Citation-readiness checklist
- The brand is described consistently across your site, not only on the homepage.
- Independent sources (reviews, roundups, editorial) mention the brand by name.
- Comparison, alternative, and pricing pages exist for high-intent prompts.
- Claims that matter are sourced and quotable in a single sentence.
- The page title and meta description match the question the page answers.
- Freshness is signaled with a visible, accurate last-updated date.
Pre-publish checklist
- The target prompt for this page is written down and the page answers it directly.
- The answer block is under ~60 words and stands on its own out of context.
- Structured data validates with no errors.
- No competitor is described more clearly on this page than you are.
- The prompt is added to the proof loop with a baseline recorded.
Templates: copy-paste structures
Reusable structures for the page types that earn the most AI citations. Adapt the wording to your brand, but keep the shape — it is the shape engines find easiest to extract.

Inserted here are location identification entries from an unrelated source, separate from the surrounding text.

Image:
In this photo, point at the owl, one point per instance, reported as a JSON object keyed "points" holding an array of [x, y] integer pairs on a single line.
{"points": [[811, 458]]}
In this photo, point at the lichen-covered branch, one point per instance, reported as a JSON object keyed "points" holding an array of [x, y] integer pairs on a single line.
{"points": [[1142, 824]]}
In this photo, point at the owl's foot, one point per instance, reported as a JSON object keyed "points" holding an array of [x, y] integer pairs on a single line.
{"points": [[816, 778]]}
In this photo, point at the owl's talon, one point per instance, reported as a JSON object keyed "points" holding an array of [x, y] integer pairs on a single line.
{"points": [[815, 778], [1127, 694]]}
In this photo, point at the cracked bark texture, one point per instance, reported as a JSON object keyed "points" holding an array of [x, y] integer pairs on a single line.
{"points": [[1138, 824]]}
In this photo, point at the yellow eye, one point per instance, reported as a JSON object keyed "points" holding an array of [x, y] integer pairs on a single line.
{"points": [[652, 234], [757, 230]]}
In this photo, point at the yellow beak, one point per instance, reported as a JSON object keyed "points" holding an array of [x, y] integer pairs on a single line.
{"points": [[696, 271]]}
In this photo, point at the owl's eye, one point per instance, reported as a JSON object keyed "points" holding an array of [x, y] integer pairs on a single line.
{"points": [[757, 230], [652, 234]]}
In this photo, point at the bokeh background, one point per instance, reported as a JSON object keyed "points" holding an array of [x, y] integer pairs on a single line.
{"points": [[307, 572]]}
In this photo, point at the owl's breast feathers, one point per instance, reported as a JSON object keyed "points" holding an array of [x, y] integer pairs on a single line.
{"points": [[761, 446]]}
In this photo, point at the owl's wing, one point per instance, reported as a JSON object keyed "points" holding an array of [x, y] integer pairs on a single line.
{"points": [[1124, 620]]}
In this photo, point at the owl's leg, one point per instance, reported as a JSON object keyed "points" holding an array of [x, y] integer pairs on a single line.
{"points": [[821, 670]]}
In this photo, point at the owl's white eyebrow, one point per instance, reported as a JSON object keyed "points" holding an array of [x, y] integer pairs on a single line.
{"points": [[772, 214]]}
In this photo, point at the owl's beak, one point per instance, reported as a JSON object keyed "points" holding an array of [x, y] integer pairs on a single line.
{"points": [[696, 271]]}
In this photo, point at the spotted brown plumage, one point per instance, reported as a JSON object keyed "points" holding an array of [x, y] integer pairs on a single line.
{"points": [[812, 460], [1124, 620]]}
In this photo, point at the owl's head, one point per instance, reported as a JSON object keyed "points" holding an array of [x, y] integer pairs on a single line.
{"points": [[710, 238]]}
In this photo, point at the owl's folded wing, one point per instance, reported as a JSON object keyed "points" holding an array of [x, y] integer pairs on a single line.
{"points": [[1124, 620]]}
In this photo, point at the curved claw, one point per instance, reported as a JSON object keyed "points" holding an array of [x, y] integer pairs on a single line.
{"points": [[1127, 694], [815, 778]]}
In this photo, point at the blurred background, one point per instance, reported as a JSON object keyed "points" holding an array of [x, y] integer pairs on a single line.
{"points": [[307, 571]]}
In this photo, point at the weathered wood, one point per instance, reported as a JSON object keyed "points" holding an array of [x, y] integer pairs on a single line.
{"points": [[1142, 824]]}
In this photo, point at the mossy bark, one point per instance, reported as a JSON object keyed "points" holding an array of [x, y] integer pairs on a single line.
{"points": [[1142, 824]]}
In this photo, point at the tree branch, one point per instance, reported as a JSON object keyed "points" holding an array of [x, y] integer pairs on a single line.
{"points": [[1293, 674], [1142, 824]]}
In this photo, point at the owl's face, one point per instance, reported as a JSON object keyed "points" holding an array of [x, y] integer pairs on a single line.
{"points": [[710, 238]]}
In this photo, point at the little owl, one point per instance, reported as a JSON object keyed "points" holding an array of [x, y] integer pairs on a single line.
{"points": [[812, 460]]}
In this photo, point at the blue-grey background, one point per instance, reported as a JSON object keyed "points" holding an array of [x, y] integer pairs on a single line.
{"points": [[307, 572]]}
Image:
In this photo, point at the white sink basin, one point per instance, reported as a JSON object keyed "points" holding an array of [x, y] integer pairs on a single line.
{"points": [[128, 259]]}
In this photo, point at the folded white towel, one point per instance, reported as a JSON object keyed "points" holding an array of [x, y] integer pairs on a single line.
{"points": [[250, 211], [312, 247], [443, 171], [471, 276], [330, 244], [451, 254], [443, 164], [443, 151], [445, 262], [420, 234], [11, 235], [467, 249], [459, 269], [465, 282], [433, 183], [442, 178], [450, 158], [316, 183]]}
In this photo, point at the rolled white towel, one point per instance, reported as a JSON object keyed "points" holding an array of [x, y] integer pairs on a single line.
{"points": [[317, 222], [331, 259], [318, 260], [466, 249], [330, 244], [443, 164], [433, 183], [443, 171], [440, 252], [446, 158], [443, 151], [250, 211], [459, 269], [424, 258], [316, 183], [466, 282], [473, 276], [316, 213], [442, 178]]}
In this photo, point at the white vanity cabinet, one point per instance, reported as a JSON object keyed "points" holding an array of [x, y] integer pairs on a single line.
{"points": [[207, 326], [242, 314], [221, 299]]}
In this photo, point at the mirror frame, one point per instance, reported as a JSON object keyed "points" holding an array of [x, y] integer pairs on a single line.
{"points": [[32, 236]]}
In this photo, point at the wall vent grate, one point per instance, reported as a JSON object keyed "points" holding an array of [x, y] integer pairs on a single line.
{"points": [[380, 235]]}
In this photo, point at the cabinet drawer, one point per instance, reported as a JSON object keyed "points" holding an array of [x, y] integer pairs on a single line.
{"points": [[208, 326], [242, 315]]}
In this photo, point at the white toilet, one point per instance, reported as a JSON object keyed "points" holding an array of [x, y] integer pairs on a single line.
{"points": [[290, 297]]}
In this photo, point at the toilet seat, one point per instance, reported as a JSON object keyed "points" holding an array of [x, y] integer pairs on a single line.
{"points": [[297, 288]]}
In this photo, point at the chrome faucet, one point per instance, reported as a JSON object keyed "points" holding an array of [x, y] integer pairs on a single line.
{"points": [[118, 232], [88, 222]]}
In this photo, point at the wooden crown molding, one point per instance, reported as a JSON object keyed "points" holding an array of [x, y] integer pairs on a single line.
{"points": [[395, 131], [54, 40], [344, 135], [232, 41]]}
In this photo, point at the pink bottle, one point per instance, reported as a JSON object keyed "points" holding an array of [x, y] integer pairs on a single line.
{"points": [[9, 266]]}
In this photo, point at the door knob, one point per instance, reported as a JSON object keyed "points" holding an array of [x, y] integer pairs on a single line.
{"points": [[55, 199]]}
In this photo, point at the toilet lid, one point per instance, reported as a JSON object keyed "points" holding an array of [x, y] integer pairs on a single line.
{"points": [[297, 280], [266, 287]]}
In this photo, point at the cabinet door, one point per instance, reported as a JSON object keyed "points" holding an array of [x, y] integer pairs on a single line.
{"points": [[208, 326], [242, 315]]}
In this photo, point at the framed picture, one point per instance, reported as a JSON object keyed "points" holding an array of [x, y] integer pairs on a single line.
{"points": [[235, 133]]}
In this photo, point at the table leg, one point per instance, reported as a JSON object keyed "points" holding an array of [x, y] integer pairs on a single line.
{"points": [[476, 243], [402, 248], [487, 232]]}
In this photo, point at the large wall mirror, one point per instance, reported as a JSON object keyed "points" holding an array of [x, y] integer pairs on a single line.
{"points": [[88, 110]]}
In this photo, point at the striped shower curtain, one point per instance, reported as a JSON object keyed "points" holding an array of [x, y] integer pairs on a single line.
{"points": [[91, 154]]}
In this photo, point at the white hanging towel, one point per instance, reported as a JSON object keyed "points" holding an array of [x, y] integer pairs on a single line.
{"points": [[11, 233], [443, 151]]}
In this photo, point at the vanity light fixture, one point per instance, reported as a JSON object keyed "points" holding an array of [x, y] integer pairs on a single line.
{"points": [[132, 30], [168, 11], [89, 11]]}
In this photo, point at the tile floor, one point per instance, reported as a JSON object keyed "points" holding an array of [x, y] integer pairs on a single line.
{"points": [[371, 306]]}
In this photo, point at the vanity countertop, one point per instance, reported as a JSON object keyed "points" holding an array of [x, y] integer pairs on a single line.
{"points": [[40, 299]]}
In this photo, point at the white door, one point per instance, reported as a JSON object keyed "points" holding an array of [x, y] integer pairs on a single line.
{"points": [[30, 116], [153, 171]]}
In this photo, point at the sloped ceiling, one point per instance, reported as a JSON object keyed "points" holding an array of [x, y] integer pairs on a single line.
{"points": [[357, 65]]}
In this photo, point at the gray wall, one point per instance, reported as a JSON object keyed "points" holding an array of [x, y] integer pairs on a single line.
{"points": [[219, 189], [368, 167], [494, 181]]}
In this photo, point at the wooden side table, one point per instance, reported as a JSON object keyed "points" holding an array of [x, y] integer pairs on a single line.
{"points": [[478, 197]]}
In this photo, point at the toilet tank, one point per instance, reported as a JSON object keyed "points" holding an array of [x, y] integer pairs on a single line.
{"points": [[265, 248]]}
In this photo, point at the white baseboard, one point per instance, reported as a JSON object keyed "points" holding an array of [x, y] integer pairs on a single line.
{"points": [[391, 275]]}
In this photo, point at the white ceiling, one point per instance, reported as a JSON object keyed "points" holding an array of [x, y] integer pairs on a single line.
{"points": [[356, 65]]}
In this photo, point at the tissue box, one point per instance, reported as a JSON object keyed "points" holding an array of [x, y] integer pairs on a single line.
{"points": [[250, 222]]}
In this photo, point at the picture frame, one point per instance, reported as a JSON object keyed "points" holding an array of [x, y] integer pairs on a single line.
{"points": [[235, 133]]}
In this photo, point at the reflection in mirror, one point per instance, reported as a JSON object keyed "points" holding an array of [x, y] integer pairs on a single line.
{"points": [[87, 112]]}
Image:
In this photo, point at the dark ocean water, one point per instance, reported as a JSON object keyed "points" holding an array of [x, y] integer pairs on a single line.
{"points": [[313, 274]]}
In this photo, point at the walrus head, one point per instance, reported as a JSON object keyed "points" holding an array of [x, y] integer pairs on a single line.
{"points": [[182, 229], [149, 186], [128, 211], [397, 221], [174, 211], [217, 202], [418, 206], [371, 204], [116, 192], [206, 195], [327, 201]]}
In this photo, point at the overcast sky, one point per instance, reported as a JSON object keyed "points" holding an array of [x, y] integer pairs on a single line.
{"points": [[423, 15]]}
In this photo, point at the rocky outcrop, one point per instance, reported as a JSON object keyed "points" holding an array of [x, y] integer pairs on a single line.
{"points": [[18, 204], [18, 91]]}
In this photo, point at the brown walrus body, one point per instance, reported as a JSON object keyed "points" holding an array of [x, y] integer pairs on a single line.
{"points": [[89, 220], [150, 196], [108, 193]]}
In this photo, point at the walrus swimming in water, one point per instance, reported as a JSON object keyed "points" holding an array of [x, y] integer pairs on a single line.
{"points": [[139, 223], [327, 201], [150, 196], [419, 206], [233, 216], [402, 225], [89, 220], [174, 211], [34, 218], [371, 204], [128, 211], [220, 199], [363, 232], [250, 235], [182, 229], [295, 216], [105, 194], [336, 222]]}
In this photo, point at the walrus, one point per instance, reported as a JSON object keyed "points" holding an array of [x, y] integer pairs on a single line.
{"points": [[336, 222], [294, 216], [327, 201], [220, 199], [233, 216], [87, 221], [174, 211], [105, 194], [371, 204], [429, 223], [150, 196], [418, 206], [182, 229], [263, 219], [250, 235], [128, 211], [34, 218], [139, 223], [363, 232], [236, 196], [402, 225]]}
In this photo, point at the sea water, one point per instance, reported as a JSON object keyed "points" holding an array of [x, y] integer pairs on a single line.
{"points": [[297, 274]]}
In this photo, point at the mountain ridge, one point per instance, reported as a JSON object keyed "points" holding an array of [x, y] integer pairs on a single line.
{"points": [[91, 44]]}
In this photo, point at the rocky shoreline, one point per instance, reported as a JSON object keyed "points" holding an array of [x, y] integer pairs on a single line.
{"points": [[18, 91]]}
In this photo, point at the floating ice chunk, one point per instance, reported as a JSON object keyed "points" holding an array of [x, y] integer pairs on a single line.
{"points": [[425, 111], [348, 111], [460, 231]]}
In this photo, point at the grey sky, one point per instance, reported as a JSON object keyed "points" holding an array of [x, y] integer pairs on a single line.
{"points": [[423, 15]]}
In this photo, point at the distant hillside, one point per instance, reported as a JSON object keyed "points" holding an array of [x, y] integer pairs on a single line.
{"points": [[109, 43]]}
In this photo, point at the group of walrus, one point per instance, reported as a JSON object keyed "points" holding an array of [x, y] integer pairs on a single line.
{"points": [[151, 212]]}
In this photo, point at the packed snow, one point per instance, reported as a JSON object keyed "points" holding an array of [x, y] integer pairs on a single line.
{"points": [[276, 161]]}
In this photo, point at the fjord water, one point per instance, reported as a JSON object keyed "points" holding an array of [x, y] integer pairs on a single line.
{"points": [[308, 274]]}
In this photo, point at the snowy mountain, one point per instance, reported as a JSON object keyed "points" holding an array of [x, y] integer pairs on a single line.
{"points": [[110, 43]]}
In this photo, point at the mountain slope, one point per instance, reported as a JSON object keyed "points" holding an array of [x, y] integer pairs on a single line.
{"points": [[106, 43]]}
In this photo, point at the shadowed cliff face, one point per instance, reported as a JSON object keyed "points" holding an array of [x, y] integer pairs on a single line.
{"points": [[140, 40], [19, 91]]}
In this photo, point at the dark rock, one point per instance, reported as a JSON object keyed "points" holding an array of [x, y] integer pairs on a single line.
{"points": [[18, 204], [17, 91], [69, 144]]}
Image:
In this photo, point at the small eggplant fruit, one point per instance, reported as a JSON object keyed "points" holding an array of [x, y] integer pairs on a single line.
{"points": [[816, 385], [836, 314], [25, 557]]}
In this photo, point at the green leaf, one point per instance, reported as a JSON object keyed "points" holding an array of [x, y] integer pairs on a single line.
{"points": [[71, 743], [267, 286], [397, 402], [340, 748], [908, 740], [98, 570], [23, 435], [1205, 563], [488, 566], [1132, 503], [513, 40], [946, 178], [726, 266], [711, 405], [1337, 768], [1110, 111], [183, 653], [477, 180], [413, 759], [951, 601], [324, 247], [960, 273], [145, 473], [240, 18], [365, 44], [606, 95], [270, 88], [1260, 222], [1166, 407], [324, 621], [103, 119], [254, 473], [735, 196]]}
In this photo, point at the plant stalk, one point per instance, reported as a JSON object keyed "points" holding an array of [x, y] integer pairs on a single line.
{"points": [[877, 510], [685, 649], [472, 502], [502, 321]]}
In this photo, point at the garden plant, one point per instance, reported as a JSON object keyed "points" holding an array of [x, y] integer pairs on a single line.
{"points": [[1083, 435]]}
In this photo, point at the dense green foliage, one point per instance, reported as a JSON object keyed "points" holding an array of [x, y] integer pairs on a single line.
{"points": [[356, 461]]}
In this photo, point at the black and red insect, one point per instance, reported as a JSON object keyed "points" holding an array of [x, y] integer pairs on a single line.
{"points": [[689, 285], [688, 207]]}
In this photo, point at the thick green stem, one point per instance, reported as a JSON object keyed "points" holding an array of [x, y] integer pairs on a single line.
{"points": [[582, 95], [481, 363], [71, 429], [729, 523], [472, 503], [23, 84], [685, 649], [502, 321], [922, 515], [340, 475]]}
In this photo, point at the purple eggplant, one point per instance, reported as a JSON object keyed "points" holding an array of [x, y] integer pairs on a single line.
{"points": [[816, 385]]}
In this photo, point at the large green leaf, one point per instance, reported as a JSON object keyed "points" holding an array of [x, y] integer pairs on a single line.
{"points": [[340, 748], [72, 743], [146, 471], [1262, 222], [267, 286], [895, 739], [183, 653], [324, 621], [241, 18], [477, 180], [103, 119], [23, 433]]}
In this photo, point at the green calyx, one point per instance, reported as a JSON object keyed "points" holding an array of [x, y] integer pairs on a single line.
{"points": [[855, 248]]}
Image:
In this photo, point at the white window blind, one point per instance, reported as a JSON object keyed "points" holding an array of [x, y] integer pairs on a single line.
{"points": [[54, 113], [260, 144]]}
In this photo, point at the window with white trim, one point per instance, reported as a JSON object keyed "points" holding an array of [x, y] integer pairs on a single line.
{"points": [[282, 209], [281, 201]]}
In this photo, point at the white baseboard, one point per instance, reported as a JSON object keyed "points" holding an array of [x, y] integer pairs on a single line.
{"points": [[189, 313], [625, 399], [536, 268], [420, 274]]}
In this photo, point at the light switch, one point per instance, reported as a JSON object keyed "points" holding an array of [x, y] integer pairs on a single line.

Pair these with the concepts
These resources assume the fundamentals covered in the Learn hub. If a step is unclear, the underlying concept is explained there: what AI search visibility is, how engines choose sources, and the four signals that decide whether you get cited.
One habit matters more than any single template: change one thing at a time and always re-test the same prompts. AI answers shift on their own between runs, so a page that looks better today might just be noise. The discipline of a locked prompt set, a recorded baseline, and a scheduled re-test is what lets you tell a real win from a lucky draw — and it is the difference between guessing at AI visibility and managing it. Work the playbooks in order, gate every page with a checklist, and let the proof loop, not your intuition, tell you when the work landed.